In particular, Chéret, one of the most original artists of our time—Chéret, the great king of posters, the monarch of a fabulously charming world, in which everything gleams in blue and red and orange, cannot be passed over in a history of painting. The flowers which he carelessly strews on all sides with his spendthrift hand are not destined for preservation in an historical herbarium; his works are transient flashes of spirit, brilliantly shining, ephemera, but a bold and subtle Parisian art is concealed amid this improvisation. Settled for many years in London, Jules Chéret had there already drawn admirable placards, which are now much sought after by collectors.

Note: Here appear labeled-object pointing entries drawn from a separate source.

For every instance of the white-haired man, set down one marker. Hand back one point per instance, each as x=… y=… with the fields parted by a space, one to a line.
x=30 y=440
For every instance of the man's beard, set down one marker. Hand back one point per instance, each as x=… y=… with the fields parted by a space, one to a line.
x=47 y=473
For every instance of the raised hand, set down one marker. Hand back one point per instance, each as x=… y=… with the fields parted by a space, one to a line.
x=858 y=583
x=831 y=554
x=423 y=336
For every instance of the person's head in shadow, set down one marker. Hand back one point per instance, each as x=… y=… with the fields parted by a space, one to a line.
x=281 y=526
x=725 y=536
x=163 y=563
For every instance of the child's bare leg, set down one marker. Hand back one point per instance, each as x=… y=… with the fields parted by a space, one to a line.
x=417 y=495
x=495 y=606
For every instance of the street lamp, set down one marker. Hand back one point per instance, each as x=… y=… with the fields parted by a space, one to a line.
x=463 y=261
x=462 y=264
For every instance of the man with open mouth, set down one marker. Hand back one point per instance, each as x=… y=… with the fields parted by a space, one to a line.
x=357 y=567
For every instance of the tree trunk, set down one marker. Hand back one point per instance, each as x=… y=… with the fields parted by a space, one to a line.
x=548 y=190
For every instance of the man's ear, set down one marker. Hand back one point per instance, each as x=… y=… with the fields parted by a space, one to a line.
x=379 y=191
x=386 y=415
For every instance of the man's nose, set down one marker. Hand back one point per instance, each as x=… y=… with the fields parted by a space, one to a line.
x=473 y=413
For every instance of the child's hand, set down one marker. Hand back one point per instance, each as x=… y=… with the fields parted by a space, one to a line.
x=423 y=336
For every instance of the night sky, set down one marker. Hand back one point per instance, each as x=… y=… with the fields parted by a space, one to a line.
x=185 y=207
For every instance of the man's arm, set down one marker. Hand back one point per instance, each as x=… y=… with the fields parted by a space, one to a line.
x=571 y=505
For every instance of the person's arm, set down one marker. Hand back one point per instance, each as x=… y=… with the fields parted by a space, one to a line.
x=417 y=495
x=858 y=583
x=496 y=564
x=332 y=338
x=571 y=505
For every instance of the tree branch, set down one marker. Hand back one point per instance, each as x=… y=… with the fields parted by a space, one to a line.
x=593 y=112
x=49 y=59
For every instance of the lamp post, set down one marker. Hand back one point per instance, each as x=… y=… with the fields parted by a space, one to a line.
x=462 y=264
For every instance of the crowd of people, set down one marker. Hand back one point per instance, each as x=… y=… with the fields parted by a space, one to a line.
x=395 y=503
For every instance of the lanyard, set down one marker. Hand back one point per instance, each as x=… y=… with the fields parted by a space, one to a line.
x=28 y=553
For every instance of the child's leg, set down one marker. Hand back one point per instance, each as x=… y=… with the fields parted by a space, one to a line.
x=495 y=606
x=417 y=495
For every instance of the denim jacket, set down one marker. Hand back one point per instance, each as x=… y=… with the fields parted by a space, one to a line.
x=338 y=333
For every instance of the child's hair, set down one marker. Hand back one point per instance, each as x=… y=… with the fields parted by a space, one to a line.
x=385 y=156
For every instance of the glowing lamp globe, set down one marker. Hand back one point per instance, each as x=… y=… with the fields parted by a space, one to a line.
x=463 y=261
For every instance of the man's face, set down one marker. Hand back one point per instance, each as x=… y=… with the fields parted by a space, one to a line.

In 1866 he introduced this novel branch of industry into France, and gave it—thanks to the invention of machines which admit of the employment of the largest lithographic stones—an artistic development which could not have been anticipated. He has created many thousands of posters. The book-trade, the great shops, and almost all branches of industry owe their success to him. His theatrical posters alone are amongst the most graceful products of modern art: La Fête des Mitrons, La Salle de Frascati, Les Mongolis, Le Chat Botté, L’Athénée Comique, Fantaisies Music-Hall, La Fée Cocotte, Les Tsiganes, Les Folies-Bergères en Voyage, Spectacle Concert de l’Horloge, Skating Rink, Les Pillules du Diable, La Chatte Blanche, Le Petit Faust, La Vie Parisienne, Le Droit du Seigneur, Cendrillon, Orphée aux Enfers, Éden Théâtre, etc. These are mere posters, destined to hang for a few days at the street corners, and yet in graceful ease, sparkling life, and coquettish bloom of colour they surpass many oil paintings which flaunt upon the walls of the Musée Luxembourg.

Baschet.
CAZIN.JUDITH.
Baschet.
CAZIN.   HAGAR AND ISHMAEL.

Amongst the illustrators Willette is perhaps the most charming, the most brilliant in grace, fancy, and spirit. A drawing by him is something living, light, and fresh. Only amongst the Japanese, or the great draughtsmen of the rococo period, does one find plates of a charm similar to Willette’s tender poems of the “Chevalier Printemps” or the “Baiser de la Rose.” At the same time there is something curiously innocent, something primitive, naïve, something like the song of a bird, in his charming art. No one can laugh with such youthful freshness. No one has such a childlike fancy. Willette possesses the curious gift of looking at the world like a boy of sixteen with eyes that are not jaded for all the beauty of things, with the eyes of a schoolboy in love for the first time. He has drawn angels for Gothic windows, battles, and everything imaginable; nevertheless, woman is supreme over his whole work, ruined and pure as an angel, cursed and adored, and yet always enchanting. She is Manon Lescaut, with her soft eyes and angelically pure sins. She has something of the lovely piquancy of the woman of Brantôme, when she disdainfully laughs out of countenance poor Pierrot, who sings his serenades to her plaintively in the moonlight. One might say that Willette is himself his Pierrot, dazzled with the young bosoms and rosy lips: at one time graceful and laughing, wild as a young fellow who has just escaped from school; at another earnest and angry, like an archangel driving away the sinful; to-day fiery, and to-morrow melancholy; now in love, teasing, blithe, and tender, now gloomy and in mortal trouble. He laughs amid tears and weeps amid laughter, singing the Dies Iræ after a couplet of Offenbach; himself wears a black-and-white garment, and is, at the same time, mystic and sensuous. His plates are as exhilarating as sparkling champagne, and breathe the soft, plaintive spirit of old ballads.